The MonALISA page is fixed now, it shows the correct speeds.

18 October 2006

ALICE

  1. Shutdown of Central services this week for updates. The production is back from the 17th evening (including FTS transfers)
  2. This new bunch will begin to test the gLite-RB provided for ALICE at CERN
  3. Following the 17th October report provided by ARDA Dashboard, this 1st day of production shows (in terms of FTS transfers) quite good results for CNAF (97% efficiency), CCIN2P3 (98% efficiency) and FZK (100% efficiency). Still bad results for SARA (all transfers failed) and RAL (10% efficency)

LHCb

  • Still working for making LHCb software fully working for Reconstruction and stripping. Hopefully in two weeks from now they will start (in parallel to the reco activity) the Stripping. This will imply diskT1-diskT1 transfers. We restart monitoring health status of the T1-T1 matrix. (http://santinel.home.cern.ch/santinel/cgi-bin/lhcb)
  • Any updates about ACL modification on LFC . Joel asked me to increase the severity of this task; he wouldn't be able otherwise to use VOMS for running production and proving then the readiness of the LHCb computing framework for using VOMS.
Date: Wed, 11 Oct 2006 14:28:19 +0200 (MEST)_ From: IT Helpdesk Reply <arsystem@sunar01.cern.ch> To: santinel@mailNOSPAMPLEASE.cern.ch Subject: CT372673 REGISTERED [Adding a new ACL on LHCb LFC ]

10 October 2006

ALICE

a) ALICE is observing problems in the network performance (seems to be quite poor) and also the fluctuations in the result. Here you have the results of the last night:

The system was stable, with the following observations: - average aggregated speed around 100MB/s - CNAF : ~30MB/s - FZK : ~20MB/s - LYON : ~40MB/s - RAL : almost 0, crashes 70% of the transfers with gridftp errors - SARA : ~20MB/s, crashes all the transfers because the vobox config

For all the sites the differences in speed from one hour to another are sometimes 2x. This is an important factor, but the fact that the speed to FZK for example is so low on average is more important. While we need 60MB/s in average for each site, only LYON reaches peaks of this value.

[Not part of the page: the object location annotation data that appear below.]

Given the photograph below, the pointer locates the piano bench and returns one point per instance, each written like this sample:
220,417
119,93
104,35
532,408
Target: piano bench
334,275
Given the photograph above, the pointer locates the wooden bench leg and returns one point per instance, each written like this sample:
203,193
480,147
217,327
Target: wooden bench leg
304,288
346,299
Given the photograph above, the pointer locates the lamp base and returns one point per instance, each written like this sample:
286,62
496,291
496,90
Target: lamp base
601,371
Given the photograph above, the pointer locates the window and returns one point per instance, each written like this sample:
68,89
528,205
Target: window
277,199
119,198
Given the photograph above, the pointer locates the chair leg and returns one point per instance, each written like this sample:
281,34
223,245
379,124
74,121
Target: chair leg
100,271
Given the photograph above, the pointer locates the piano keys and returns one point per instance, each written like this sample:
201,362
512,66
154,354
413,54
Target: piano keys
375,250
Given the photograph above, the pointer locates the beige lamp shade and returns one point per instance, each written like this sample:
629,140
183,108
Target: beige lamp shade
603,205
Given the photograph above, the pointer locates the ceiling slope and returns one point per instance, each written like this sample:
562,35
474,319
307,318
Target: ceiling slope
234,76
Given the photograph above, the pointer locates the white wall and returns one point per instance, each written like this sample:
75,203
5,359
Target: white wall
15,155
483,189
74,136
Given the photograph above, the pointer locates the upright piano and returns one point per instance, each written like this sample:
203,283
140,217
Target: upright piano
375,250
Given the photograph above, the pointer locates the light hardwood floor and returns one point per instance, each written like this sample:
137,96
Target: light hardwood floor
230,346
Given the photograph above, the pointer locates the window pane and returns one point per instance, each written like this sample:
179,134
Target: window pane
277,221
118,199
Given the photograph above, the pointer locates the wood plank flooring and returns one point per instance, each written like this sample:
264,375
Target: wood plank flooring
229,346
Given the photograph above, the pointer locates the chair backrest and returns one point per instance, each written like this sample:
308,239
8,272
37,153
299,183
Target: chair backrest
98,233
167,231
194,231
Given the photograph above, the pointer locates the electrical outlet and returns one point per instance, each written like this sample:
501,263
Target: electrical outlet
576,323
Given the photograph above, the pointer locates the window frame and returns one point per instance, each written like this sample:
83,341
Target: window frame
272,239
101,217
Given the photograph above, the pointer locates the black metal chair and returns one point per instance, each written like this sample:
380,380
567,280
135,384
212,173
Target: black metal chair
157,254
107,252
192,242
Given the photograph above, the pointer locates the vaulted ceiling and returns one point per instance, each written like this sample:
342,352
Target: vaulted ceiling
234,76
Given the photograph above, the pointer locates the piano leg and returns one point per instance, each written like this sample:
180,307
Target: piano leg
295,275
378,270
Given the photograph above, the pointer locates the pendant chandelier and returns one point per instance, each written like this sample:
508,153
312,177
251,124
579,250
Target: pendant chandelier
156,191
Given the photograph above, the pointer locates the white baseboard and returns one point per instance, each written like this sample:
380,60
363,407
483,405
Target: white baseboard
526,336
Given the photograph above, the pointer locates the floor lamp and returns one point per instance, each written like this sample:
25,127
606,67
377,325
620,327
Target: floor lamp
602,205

b) Jeff Templon put on the table the problem of the sgm submissions. In this sense ALICE makes the submissions through the VOBOX and therefore with sgm accounts. It seems the politic now is to give higher submission prevalence to sgm accounts but less resources. This will be a quite problem for ALICE.

c) RB in gLite. At this moment Harry announced for ALICVe a gLite Rb shared with LHCb and Geant4. For testing purposes it is fine, but ALICE needs a dedicated RB for production.

ATLAS

  • Several operations needed in CERN LFC: 1) Change old CASTOR endpoints with new ones 2) Change of ACLs 3) Change of endpoint srm-atlas-durable.cern.ch -> srm.cern.ch for a list of files. 1) and 2) have been requested respectively last friday and tis monday. Follows up on that? 3) Will be requested soon.
  • SRM instabilities are a problem all over the places. Last cases are RAL and LANCASTER, but many other endpoints suffer daily instabilities.

LHCb

  • Only MC simulation going on without major problems. Reconstraction and Stripping temporary stopped for problem in their software.
  • Successfully tested the gssklog mechanism on the CERN glite CE. It works fine for LHCb that could be able to install software through grid jobs. Just a remark: the FQAN to be used for mapping to lhcbsgm (as already asked and reported at the ops meeting time ago) shouldn't be the usual lhcb:/Role=lcgadmin (used by all the other VOs) but lhcb:/lhcb/sgm instead.
  • Log&Sandboxes service: Olof and Co. provided a special service class in castor (disk1tape0). Last week I have written a "ad hoc" cgi-bin application that allows for browsing files in the CERN castor storages (the file system requirements for this service is not longer an issue). Just for you information the application is reachable at: https://volhcb01.cern.ch/cgi-bin/castor. This was the last piece missing (and it might be useful for other VOs too).

27 September

ALICE

during last week the FTS transfers of Alice have been extremelly instable. They had problems with CNAF (castor problems and also DNS issues from CERN site, the srm endpoint was not resolved while srmcp was working). Timeouts with FZK and lack of connections With SARA the message said, channel not found or VO not authirized for transfers.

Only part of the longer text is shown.